How to create a bottom-up coalition for change
Note: This document is one of a series of tools created for Build a Better Burb, the Hub for Great Suburban Design. The series emerged from the Build a Better Burb Sprawl Retrofit Council in Miami, Florida, in March, 2016—an event aimed at expanding transportation choice, sense of place, and sustainability of the suburbs. The Build a Better Burb website has been recently updated by CNU.
The Problem
Building a Better Burb can sometimes fall victim to raw politics unless public officials see grassroots support.
Discussion
If advocates for suburban retrofit seek to influence public decision makers, raw politics trump. To be effective, a bottomsup strategy is needed to show public officials, especially those in elected office, that votes are at stake in any given decision. This is not to say voters themselves need to be the advocates, but rather to show that voters will be influenced by the advocacy.
Most important in devising an outreach strategy is to develop a message that focuses on common ground among diverse interests and identifies who is best positioned to advocate.
Many initiatives can be argued on the grounds that children will benefit, either immediately or in the future. Examples are recreation/park projects, job creation/economic development, education, and housing opportunity. In such instances, the children themselves can make the best advocates. In cases where economic and environmental impacts are central issues, advocacy by appropriate not-for-profit agencies and/or foundations can be enlisted.
The Long Island Railroad (LIRR) Third Track is an effort on Long Island, NY, to restart a critical, long-stalled regional transit infrastructure project. This $2 billion project is needed to eliminate a severe constraint on expansion of LIRR system capacity and to facilitate transit-oriented development as a retrofit strategy for America’s original suburb. An effort to build the project 10 years ago was defeated by intense NIMBY opposition along the 10-mile project corridor. It was considered dead and became known as the “third rail of Long Island politics.”
A Solution
In 2013, the Rauch Foundation, publisher of the Long Island Index and creator of the Build A Better Burb website, issued the first of two research reports designed to resuscitate the LIRR Third Track project.

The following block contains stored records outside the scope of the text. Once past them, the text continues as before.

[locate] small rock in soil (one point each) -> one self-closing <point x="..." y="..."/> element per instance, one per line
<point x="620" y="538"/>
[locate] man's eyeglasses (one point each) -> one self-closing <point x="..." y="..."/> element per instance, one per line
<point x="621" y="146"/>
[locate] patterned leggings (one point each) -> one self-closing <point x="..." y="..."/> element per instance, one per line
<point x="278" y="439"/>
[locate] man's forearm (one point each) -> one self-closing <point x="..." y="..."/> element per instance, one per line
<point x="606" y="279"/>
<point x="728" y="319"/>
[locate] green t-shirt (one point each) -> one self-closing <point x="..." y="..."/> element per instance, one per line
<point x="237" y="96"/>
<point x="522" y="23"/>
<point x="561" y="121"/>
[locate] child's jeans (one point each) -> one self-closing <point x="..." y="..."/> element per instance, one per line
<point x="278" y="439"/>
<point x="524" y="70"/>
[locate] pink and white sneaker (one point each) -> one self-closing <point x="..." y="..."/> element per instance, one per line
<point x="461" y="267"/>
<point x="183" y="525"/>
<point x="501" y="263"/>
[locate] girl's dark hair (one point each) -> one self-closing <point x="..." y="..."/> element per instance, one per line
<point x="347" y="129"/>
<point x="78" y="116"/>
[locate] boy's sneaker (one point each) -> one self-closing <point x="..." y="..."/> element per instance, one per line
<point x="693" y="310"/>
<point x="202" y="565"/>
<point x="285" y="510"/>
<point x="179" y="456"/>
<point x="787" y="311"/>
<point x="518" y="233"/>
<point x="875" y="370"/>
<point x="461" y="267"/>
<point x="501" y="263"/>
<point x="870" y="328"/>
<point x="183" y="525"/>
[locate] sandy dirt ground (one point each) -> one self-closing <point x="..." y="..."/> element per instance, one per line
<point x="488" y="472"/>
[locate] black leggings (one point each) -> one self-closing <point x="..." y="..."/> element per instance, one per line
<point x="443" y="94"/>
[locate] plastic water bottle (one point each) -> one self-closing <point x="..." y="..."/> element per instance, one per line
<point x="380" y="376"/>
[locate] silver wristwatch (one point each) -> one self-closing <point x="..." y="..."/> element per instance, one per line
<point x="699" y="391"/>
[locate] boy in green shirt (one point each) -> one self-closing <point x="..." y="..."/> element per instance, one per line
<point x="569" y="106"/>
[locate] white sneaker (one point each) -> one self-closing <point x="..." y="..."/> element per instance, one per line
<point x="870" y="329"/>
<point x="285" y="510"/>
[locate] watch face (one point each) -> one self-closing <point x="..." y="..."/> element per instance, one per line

Release of these reports was followed by the formation of a task force comprised of 30 members representing a cross section of business, education, philanthropy, environment, transit, labor and civic sectors. The group met regularly over the ensuing three years and executed quiet outreach to public officials with authority over the project emphasizing its critical regional importance.
This work paved the way for Governor Cuomo to announce his support for the project in January 2016. It is now entering the required environmental review process ahead of anticipated ground breaking a year from now. To provide further support to ensure the project remains on track, a broad coalition of 124 members and growing representing 500,000 Long Islanders has formed to ensure that the exponential regional benefits of the project are front and center in responding to any local opposition based on parochial interests.